Defendants also argue that they are protected by the safe harbor and bespeaks caution doctrines. The Court held that these defenses do not apply to statements of historical facts known to defendants.
Defendants argue that they are not responsible for analysts’ statements. The Court held, however, that if defendants used analysts as conduits, they are liable.
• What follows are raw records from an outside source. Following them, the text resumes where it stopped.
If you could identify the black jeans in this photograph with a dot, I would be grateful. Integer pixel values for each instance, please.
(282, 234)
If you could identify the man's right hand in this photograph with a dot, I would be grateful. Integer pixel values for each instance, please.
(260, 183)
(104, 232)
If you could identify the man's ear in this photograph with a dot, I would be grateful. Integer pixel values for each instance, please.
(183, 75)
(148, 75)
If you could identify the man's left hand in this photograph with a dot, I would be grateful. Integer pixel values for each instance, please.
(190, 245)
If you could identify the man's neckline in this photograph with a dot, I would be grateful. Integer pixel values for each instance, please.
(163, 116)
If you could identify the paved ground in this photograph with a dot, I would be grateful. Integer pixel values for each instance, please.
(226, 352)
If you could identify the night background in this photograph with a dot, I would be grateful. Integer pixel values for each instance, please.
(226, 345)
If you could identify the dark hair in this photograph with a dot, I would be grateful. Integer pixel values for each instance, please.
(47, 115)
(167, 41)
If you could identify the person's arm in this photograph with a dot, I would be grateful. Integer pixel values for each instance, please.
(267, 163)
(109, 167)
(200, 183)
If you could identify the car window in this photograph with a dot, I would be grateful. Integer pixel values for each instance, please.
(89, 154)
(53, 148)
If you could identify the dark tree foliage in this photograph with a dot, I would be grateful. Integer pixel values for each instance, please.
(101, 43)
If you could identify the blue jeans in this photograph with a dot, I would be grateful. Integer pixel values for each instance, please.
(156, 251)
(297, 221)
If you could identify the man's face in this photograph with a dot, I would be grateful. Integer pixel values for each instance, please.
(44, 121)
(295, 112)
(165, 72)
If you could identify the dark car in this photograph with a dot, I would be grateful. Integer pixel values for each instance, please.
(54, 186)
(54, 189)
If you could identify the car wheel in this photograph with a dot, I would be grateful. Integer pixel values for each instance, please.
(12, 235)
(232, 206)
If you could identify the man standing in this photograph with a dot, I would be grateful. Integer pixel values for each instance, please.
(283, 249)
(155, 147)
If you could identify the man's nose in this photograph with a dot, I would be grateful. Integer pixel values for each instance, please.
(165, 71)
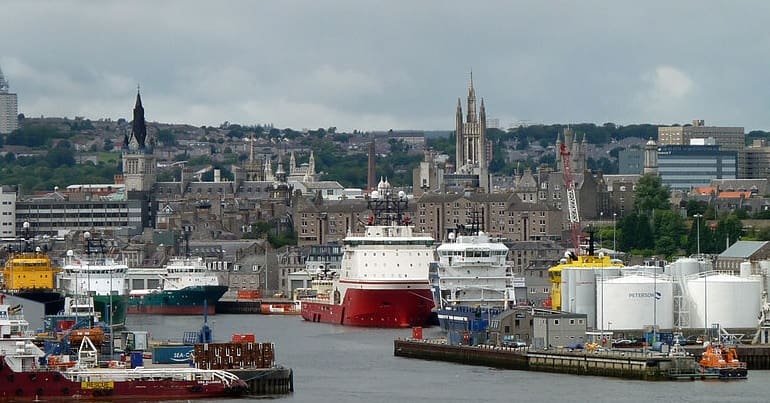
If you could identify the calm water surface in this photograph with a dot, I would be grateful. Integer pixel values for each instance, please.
(343, 364)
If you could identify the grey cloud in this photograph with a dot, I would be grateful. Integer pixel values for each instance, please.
(394, 64)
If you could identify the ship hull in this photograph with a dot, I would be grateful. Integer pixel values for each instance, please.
(44, 385)
(53, 301)
(382, 308)
(187, 301)
(119, 304)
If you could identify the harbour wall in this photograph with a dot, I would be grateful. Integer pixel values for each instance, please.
(630, 365)
(264, 382)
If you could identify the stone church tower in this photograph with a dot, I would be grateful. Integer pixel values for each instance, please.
(471, 153)
(139, 167)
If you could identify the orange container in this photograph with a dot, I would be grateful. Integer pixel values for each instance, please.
(243, 338)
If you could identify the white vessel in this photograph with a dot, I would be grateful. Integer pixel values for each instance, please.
(474, 283)
(473, 272)
(96, 274)
(186, 286)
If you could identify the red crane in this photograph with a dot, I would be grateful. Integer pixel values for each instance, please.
(574, 216)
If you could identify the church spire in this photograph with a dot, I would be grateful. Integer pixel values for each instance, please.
(138, 126)
(471, 118)
(4, 87)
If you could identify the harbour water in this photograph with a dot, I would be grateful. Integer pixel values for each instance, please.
(346, 364)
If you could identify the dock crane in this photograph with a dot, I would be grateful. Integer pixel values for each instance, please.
(574, 215)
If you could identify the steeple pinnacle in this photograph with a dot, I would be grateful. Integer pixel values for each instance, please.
(4, 87)
(471, 117)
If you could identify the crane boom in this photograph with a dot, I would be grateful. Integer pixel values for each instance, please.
(572, 209)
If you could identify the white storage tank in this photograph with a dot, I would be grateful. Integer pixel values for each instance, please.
(630, 303)
(578, 292)
(732, 302)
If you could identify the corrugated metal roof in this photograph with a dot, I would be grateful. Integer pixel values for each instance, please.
(743, 249)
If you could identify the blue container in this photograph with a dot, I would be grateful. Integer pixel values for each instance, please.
(172, 354)
(136, 359)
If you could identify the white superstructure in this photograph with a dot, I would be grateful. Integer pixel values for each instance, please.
(185, 272)
(93, 272)
(473, 271)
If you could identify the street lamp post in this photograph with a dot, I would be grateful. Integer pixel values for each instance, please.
(614, 215)
(697, 218)
(705, 288)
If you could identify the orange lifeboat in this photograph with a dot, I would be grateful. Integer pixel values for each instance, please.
(95, 334)
(724, 361)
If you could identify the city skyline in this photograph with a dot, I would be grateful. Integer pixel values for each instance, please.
(390, 65)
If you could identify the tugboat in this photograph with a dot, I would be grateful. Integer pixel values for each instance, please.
(723, 360)
(26, 378)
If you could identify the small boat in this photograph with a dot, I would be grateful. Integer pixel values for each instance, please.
(281, 308)
(25, 379)
(723, 360)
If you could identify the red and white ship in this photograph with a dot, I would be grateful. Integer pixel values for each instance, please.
(383, 280)
(26, 378)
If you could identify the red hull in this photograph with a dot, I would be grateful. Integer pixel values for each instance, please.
(386, 308)
(45, 385)
(169, 310)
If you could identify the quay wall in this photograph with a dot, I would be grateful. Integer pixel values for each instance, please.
(267, 381)
(614, 364)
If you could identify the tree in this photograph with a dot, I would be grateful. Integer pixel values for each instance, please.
(651, 195)
(635, 232)
(668, 232)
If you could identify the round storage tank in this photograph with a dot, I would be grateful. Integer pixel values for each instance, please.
(629, 303)
(578, 292)
(732, 302)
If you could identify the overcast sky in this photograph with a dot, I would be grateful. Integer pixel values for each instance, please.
(375, 65)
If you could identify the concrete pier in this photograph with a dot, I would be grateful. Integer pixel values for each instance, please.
(630, 365)
(264, 382)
Finally, defendants will argue that they are not liable as control persons. The Court held that this is an intensely factual issue, but defendants’ control person status is supported by the fact that Lange was CEO, Spiegelman was CFO, and both were responsible for communications with the market and signed the SEC filings.
DAMAGES
There is strong evidence of loss causation present. From the start of the Class Period, defendants had created the misleading impression that the Ranexa studies were strong, the FDA had not expressed any major concerns, and FDA approval was fully expected in 2004. Yet, on August 1, 2003, defendants were forced to admit that Ranexa would not be reviewed at the September Advisory Committee meeting as they had previously touted to the public. Upon this announcement, the stock price dropped 20.8%. ¶5. On October 23, 2003, when CVT publicly stated that the Advisory Committee would review Ranexa in its December meeting, the stock partially recovered and rose to $22.45 per share from $18.22. ¶¶6, 112. However, on October 30, 2003, the stock again dropped significantly, this time by 21.7%, on news of the FDA’s Approvable Letter, in which it declined to approve the drug. ¶¶7, 114. The stock price fell this much even though the public had heard only defendants’ abbreviated and glossed-over version of the letter’s contents. Finally, on December 8, 2003 when the FDA released its internal documents, CVT’s stock price plunged 27% as the public first learned the seriousness of the problems with Ranexa and the FDA’s multiple warnings to CVT. ¶¶10, 122.